GRAPE: Optimize Data Mixture for Group Robust Multi-target Adaptive Pretraining
Simin Fan, Maria Ios Glarou, Martin Jaggi
TL;DR
GRAPE tackles robustness across multiple targets by jointly reweighting source-domain data and target-task importance through a minimax framework grounded in Group DRO. It introduces RoI to quantify per-task learning progress and derives online mirror-descent style update rules for both task and domain weights, with convergence guarantees to a Pareto-neighborhood at ${\mathcal{O}}(1/T)$. Empirically, GRAPE improves multi-task reasoning benchmarks on ClimbLab/SlimPajama and enhances low-resource language modeling on Wiki-40B, often using significantly fewer tokens than baselines. These results demonstrate the value of an adaptive curriculum over fixed data mixtures, highlighting gains in generalization and cross-lingual transfer for large-scale pretraining.
Abstract
The performance of large language models (LLMs) across diverse downstream applications is fundamentally governed by the quality and composition of their pretraining corpora.

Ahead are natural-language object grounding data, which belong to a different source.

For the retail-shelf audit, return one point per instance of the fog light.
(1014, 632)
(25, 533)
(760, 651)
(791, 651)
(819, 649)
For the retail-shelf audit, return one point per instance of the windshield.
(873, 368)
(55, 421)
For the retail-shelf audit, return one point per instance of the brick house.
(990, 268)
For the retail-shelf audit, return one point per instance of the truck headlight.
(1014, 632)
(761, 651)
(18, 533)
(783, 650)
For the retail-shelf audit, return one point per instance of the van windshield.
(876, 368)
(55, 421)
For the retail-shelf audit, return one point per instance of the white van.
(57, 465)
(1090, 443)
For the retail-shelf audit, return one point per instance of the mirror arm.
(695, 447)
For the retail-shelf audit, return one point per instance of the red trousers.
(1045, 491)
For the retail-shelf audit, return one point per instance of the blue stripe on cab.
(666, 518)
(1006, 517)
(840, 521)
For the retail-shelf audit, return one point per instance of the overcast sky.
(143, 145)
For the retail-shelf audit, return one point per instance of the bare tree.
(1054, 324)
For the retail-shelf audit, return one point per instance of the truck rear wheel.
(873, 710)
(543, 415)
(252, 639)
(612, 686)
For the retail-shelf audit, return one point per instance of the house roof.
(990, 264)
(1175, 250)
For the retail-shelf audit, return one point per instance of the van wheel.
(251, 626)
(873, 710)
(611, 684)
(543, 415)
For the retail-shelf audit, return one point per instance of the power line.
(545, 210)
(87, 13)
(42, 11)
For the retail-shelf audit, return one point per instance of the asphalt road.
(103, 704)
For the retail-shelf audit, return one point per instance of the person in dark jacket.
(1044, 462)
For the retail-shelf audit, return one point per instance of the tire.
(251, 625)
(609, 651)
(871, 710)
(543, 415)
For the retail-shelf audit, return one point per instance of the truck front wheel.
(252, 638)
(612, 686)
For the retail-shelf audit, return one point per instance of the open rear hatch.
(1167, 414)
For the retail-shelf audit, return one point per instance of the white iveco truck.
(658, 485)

Existing domain reweighting algorithms primarily optimize data mixtures for a single target task, thereby resulting in models that overfit to specialized objectives while exhibiting substantial performance degradation on other benchmarks. This paper introduces Group Robust Multi-target Adaptive PrEtraining (GRAPE), a novel multi-source-multi-target domain reweighting framework designed to calibrate pretraining data mixtures for robust performance across multiple target tasks simultaneously. GRAPE dynamically adjusts sampling weights across source domains (domain weights) while concurrently modulating task weights that quantify the relative importance of each individual target task. This adaptive process prioritizes tasks based on their learning difficulty throughout training. We formulate this interleaved reweighting mechanism as a minimax optimization problem: The inner maximization adjusts task weights leveraging group distributed-robust-optimization (DRO), where those tasks demonstrating the least improvement under the current data mixture are prioritized with higher weights; The outer minimization then optimizes domain weights to maximize loss reduction on the prioritized tasks. Experiments on ClimbLab and SlimPajama datasets demonstrate that GRAPE consistently outperforms baseline methods in terms of reasoning performance across 6 benchmarks. Furthermore, when applied to multilingual targets, GRAPE effectively identifies optimal training mixtures from mainstream languages, achieving superior language modeling capabilities across 8 low-resource target languages.